Source: Katie Morell, a Chicago-based freelance writer specializing in small business concerns.
Imagine entering a grocery store, turning down the milk aisle, and seeing more than 10 nonfat varieties staring back at you. Without a second of thought, you choose one brand over another, all because of that brand’s equity.
“In a general sense, brand equity means the value of your brand,” Tom Brown, senior consultant at Power Decisions Group, a San Francisco-based marketing and branding company. “It answers the question of how you are doing over your competitors.”
How does a small business measure its brand equity?
Look at referrals.
“Pay attention to how much of your business is being sourced from your reputation, from your referrals,” said Susan Betts, senior strategy director at FutureBrand North America, a New York-based brand consulting company. “Think about how long your key customers have been with you.”
“Small businesses can do a lot of customer research to measure their brand’s equity,” said Daniel Rosentreter, chief strategy officer with FutureBrand. “Doing a survey of your customer base will give you a very hard-core measure. Talk to your customers and ask them how they feel about working with you.
“A lot of small business owners forget to ask people about their business and what they could be doing better.

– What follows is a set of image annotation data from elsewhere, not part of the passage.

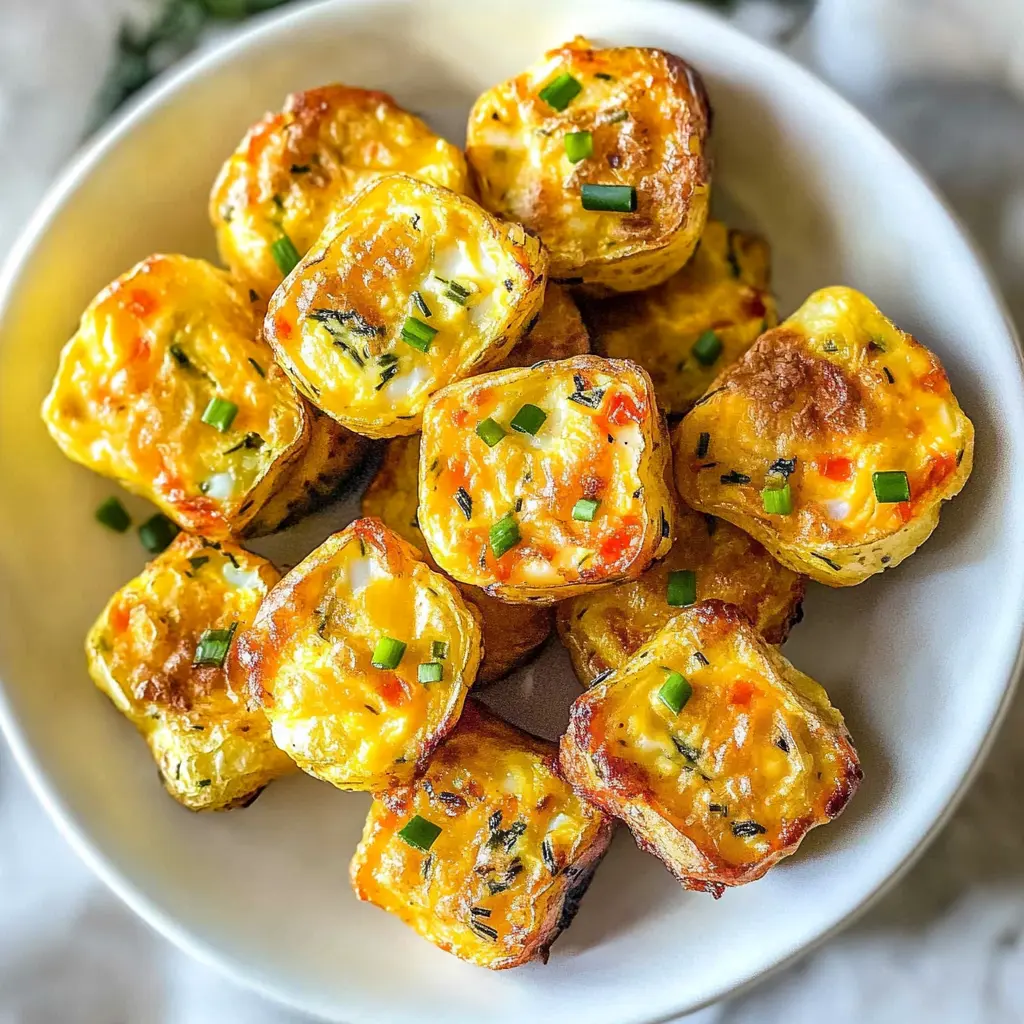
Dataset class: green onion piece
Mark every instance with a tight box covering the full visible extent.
[490,512,522,558]
[398,814,441,853]
[509,403,548,435]
[193,623,239,669]
[138,512,181,555]
[370,637,406,669]
[572,498,601,522]
[417,662,444,683]
[95,495,131,534]
[476,416,505,447]
[761,483,793,515]
[690,331,722,367]
[665,569,697,608]
[871,469,910,505]
[657,672,693,715]
[580,184,637,213]
[270,234,302,278]
[538,71,583,111]
[203,398,239,433]
[565,131,594,164]
[401,316,437,352]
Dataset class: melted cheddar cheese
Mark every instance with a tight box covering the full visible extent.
[351,701,612,970]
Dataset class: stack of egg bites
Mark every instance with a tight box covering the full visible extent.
[44,39,973,968]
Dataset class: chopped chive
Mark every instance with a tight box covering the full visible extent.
[509,402,548,435]
[370,636,406,669]
[193,623,239,669]
[657,672,693,715]
[572,498,601,522]
[690,331,722,367]
[401,316,437,352]
[138,512,181,555]
[203,397,239,433]
[95,495,131,534]
[490,512,522,558]
[665,569,697,608]
[565,131,594,164]
[580,182,637,213]
[398,814,441,853]
[871,469,910,505]
[270,234,302,278]
[476,416,505,447]
[761,483,793,515]
[538,71,583,111]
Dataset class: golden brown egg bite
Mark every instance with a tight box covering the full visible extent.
[362,437,554,684]
[210,85,467,303]
[351,700,612,970]
[675,288,974,587]
[557,508,806,686]
[264,174,547,437]
[560,601,861,896]
[419,355,673,603]
[239,519,480,791]
[466,38,711,294]
[85,534,294,811]
[586,220,776,417]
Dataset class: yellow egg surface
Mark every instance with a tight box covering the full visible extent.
[466,38,711,294]
[264,174,547,437]
[675,288,974,587]
[351,700,612,970]
[587,220,777,417]
[43,256,309,537]
[210,85,467,302]
[239,519,480,791]
[86,534,294,811]
[557,509,806,686]
[419,355,673,603]
[560,601,861,896]
[362,436,554,684]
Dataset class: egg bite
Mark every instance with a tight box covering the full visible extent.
[37,256,352,537]
[586,220,777,419]
[264,174,547,437]
[674,288,974,587]
[466,38,711,294]
[350,700,613,970]
[557,508,806,686]
[85,534,295,811]
[419,355,673,603]
[362,437,554,684]
[560,601,861,896]
[239,519,480,791]
[210,85,467,305]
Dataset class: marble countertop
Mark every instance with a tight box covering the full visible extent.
[0,0,1024,1024]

The more information you can get, the better for your business.”
Surveys don’t have to be formally sent out to customers. Instead, small business owners can use social media sites to promote their brand, increase business awareness and gage customer satisfaction.
What if a small business receives a scathing online review?
“If you get a bad comment on a site like Yelp, your brand equity can tank dramatically,” Rosentreter said. “When you see a comment that you don’t agree with, respond. Comment on their comments to deflect some of the negativity.
How can a small business build brand equity?
Understand your customers.
“The most important thing for businesses to do is to understand their customers, what they want and what they are provided,” said James Bell, senior partner in brand strategy for Lippincott, a New York-based branding company. “Understand your competition, understand what people desire and understand where the demand is and where you need to be.”
Get out there.
“Small businesses can communicate their brand in a variety of ways,” said Rosentreter. “Put an ad in the local newspaper, make a website that talks about it. Schedule an event that reinforces your story.
“A lot of small businesses don’t think about doing those things, but all of them can create brand equity. Those are the things that help with word of mouth and help your business grow.”
“Great brands create a consistent experience for customers time after time,” Brown said. “Make sure your customers are constantly getting what they expect.”
“Make sure your brand makes a connection on a person-to-person level that customers relate to and remember,” Brown said. “Brand advocates tend to appear as the connection grows.”
“Understand what you are really good at as a business,” Rosentreter said. “What can you deliver that is better than anyone else out there? What is unique about your small business? What is your differentiator?